Once established our Wildflower Turf requires very little maintenance, however, there is one important task to carry out each autumn.
No two meadows will grow in exactly the same way or even at the same rate, with the mix of flowers and grasses that flourish possibly varying year on year. The dry start to Spring saw many meadows not flourish until mid May but with feels like continual rain since July, many meadow are still fairly green. However, whilst your meadow may still have some flower power left you are likely to be thinking about cutting it down if you haven’t already done so.
Cutting can be achieved by either using a scythe, hedge trimmer or strimmer and raking the clippings off to compost, or by using a mower and collecting the cuttings as you go. A good motor mower on a high setting would be fine but for larger areas, a professional mower such as a Profihopper is ideal. Which ever method you choose, make sure the tools are sharp and try to minimize trafficking. Cutting the plants back to 1 to 2 inches (25mm to 50mm) in length is a vital part of their life-cycle and ensures that re-growth will continue year on year. The most important part of this maintenance cut is to make sure you take all of the clippings away. In order to control grasses in your meadow, nutrient depletion is vital and any rotting material left on the meadow will only enrich the soil.
If you have not already done so, the cutting of your meadow should ideally take place over the next month or so when the wildflowers have set and shed their seed.
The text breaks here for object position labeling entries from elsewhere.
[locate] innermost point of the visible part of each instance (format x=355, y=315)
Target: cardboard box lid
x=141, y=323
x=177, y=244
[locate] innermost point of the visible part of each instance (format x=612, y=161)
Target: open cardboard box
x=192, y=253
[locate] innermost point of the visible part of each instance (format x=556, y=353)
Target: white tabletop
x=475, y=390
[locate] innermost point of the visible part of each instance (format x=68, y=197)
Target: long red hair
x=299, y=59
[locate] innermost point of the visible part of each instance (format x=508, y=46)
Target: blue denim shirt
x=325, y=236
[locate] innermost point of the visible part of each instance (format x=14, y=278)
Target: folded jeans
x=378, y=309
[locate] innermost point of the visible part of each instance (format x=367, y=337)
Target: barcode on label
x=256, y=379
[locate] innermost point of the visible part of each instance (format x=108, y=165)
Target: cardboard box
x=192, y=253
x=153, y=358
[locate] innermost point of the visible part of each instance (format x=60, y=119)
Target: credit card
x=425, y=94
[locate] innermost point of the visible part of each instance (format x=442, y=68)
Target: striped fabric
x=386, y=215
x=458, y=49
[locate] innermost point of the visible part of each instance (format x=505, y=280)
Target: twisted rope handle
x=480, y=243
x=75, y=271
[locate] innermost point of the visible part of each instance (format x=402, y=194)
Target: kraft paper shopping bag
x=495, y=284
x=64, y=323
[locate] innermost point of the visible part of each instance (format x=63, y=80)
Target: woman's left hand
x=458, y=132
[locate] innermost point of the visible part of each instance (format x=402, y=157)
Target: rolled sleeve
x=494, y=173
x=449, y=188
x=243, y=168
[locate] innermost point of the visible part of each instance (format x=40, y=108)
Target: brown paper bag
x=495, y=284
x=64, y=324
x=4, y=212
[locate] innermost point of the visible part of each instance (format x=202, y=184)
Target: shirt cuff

Not only does this tidy up the area for the winter but it stops the senesced summer growth from covering the growing plant in a layer of rotting plant material. An open sward over the winter ensures healthy, disease free plants which can benefit from what light is available to them during these months.You can use your own judgement on exactly when to cut the meadow. If you still have some flowers clinging on to the hope that summer is not yet over, and the bees and insects are still utilising them for a late food crop of nectar, then you may want to leave cutting until perhaps the end of September/beginning of October. This is also beneficial to many invertebrates.
When you do decide to give your meadow its annual cut, it is always advisable to choose a dry sunny day to cut the meadow back. Dry cuttings are easier and cleaner to handle. You may find that your meadow starts to grow again. This is because some species will be quick to utilise any freshly created space, thus taking advantage of the new opportunity that they have been given. Most notably the species that you will probably see are plantain, campion, wild carrot, yarrow, sorrel, ox-eye, as well as some grasses. This is absolutely fine, it is the last chance it has to green-up ready for the winter when it will go dormant.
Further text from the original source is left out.